The world population continues to grow rapidly. By 2050, an estimated ten billion people will be living on earth. It is not only climate change with all its consequences that continues to intensify. In order to feed this large number of people, more food will be needed than we can produce today. Where will this food come from? How will it be produced? From 24 September (just in time for Dutch Design Week) Next Nature will present at the Evoluon in Eindhoven the show „Spacefarming: The Food of Tomorrow“. It will explore the question of whether and how we can grow our food differently in the future, perhaps even on other planets.

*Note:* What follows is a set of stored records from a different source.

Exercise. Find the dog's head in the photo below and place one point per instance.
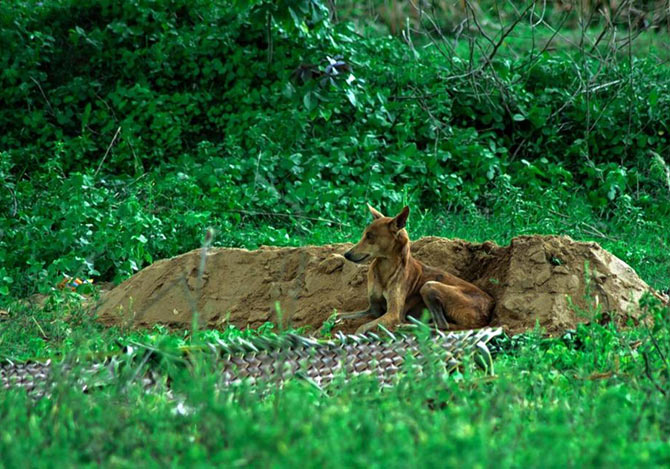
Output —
(384, 237)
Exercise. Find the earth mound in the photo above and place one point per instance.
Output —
(539, 279)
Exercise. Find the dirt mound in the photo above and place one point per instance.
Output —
(532, 280)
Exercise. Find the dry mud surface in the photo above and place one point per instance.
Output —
(532, 280)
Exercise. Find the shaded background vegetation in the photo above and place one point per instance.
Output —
(128, 128)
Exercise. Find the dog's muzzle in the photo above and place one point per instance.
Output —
(355, 258)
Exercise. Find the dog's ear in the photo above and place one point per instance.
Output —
(374, 212)
(400, 219)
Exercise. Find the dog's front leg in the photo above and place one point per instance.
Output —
(390, 319)
(377, 308)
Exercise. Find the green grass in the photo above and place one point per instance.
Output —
(573, 142)
(583, 400)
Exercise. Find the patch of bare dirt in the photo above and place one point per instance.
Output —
(534, 279)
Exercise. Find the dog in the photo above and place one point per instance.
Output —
(399, 285)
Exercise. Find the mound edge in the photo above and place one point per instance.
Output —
(536, 279)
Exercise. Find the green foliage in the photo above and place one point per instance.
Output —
(595, 397)
(149, 121)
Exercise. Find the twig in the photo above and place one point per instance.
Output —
(647, 372)
(15, 205)
(107, 152)
(53, 113)
(285, 215)
(509, 30)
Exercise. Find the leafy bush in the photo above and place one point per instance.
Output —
(146, 121)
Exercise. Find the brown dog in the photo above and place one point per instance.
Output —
(399, 285)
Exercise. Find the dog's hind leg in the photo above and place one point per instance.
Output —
(450, 308)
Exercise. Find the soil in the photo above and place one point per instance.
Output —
(536, 279)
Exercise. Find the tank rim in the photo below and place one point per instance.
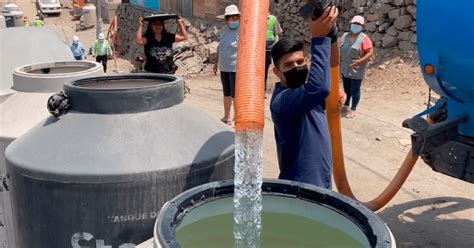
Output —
(174, 210)
(125, 100)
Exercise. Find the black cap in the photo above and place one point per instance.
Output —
(161, 16)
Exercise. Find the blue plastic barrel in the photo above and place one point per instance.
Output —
(445, 36)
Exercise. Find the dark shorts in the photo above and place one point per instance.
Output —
(228, 83)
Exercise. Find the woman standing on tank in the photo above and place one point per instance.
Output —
(158, 44)
(356, 51)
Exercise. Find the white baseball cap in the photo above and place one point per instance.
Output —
(230, 11)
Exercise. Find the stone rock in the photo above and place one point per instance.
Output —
(392, 30)
(383, 27)
(376, 37)
(381, 8)
(394, 13)
(399, 2)
(359, 3)
(403, 22)
(412, 10)
(371, 26)
(403, 11)
(405, 35)
(406, 46)
(389, 41)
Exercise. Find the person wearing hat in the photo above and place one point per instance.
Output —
(227, 57)
(274, 30)
(102, 50)
(40, 15)
(38, 22)
(77, 49)
(25, 22)
(158, 44)
(356, 51)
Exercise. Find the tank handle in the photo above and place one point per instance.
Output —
(4, 183)
(59, 104)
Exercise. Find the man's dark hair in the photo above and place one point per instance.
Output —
(149, 34)
(285, 46)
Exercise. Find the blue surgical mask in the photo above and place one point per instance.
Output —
(355, 29)
(234, 25)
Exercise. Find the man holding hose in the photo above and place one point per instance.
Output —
(297, 105)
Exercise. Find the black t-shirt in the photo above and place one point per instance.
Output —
(159, 54)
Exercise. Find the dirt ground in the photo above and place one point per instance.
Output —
(431, 210)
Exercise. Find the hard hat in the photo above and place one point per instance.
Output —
(230, 11)
(359, 20)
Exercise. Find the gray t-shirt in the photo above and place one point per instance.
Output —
(228, 49)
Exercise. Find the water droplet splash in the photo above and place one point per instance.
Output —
(248, 189)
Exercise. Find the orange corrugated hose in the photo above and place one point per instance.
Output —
(249, 101)
(340, 177)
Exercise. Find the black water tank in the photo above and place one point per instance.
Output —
(98, 175)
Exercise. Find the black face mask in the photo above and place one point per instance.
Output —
(296, 77)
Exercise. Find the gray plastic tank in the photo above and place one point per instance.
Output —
(98, 175)
(294, 215)
(23, 109)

Burgers made from artificial meat, milk from a robot cow or potatoes from outer space? Some of this may sound utopian, but scientists, entrepreneurs, farmers, artists and designers are already developing new foods and exploring innovative ways to make them a reality. Under the motto “Welcome to the World of the Space Farmer”, the exhibition asks what culinary fantasies could come true. Designer Chloé Rutzerveld explores the potential of cellular agriculture to grow food from plant or animal cells without the need for farmland, pesticides or animal husbandry. The nutritional value of algae has inspired SPACE10, together with three young architects, to build a four-metre high bioreactor to produce large quantities of food in an alternative way. And instead of a dairy cow, Those Vegan Cowboys demonstrate a fully automated dairy robot for making cheese with the stainless steel cow Margaret.